In her memoir, Why be Happy When You Could Be Normal, Jeanette Winterson writes of this.
“…I know our feelings can be so unbearable that we employ ingenious strategies – unconscious strategies – to keep those feelings away. We do a feeling-swap, where we avoid feeling sad or lonely or afraid or inadequate, and feel angry instead. It can work the other way, too – sometimes you need to feel angry, not inadequate; sometimes you need to feel love and acceptance, and not the tragic drama of your life.
It takes courage to feel the feeling – and not trade it on the feeling exchange, or even transfer it altogether to another person. ..I understood that feelings were difficult for me although I was overwhelmed by them..” (p. 170)

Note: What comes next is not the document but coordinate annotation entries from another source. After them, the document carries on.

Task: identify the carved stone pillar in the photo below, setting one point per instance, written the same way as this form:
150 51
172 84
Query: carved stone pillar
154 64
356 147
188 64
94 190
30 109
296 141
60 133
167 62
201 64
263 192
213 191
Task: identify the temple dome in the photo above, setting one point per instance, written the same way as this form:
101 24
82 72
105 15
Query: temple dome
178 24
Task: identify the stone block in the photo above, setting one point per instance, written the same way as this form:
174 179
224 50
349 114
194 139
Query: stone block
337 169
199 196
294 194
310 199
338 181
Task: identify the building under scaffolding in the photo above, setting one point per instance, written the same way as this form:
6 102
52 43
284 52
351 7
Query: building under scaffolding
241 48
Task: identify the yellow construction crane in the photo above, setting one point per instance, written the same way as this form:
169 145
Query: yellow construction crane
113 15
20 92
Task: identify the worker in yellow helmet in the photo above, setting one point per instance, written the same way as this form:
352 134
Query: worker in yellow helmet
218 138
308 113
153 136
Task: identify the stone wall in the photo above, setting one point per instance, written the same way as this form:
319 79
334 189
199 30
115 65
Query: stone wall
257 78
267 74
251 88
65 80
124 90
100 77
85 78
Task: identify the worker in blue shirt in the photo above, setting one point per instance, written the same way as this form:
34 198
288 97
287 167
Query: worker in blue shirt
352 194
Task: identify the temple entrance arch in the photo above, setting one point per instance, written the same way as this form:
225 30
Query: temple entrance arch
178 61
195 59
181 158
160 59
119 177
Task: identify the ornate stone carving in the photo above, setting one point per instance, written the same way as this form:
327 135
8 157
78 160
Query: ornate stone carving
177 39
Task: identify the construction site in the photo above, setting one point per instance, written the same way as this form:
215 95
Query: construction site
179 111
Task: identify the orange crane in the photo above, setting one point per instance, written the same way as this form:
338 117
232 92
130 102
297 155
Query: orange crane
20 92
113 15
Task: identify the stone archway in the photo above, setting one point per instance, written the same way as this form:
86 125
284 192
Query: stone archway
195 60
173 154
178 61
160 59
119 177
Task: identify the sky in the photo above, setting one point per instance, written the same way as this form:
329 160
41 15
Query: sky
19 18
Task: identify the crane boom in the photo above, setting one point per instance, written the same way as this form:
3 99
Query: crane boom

Ahh, the feeling exchange. That is a way many of us cope with our feeling life. I also know those who practice “no feelings allowed” They translate their feelings into thoughts and refuse to learn the language or become curious about what lies beneath the logical, rational assessments of their life.
But there is not an experience, a physical sensation, or a thought that comes without a feeling attached or embedded in it. Feelings are the currency of life, much as our blood carries everything that sustains us through our bodies. We lose track of this language with its pain and exquisite joy at our peril.
Living with chronic illness means a set of even more intense feelings. Anxiety. Worry. Physical pain. Fear of pain. Anger. Despair. So many feelings crowd the day and night. It may seem safer – and easier – to numb ourselves. Be very very busy. Gloss over what is going in our hearts and nervous systems. Practice a “feeling exchange” where we don’t allow ourselves to know the truth. It is tempting to believe that this state of numbness or not knowing is better than feeling emotional distress.
Yet, over time, the practice of not feeling takes a more insidious toll. We may find our selves isolated, depressed, less able to be in meaningful relationships, and cut off from the energy and joy of our lives. Living without our feelings makes the gift of our life a shallow and sterile existence.
How do we remedy this? As Winterson writes, it takes courage. You are already calling on courage every day. I know what warriors you are to live with your illness. This is the next step, giving you a resource and support that you may not realize exists for you. Our feelings are guides and lifeblood.
The work is opening the door slowly and gently to invite the feelings in and allow them to move through. This can take practice. The question, “what am I feeling?” asked with kindness and curiosity is a good place to start. If you feel this is too difficult, ask for help. There are friends, therapists, religious leaders, self-help books available to help you learn the language.
Your rich and full life is waiting for you to dive in.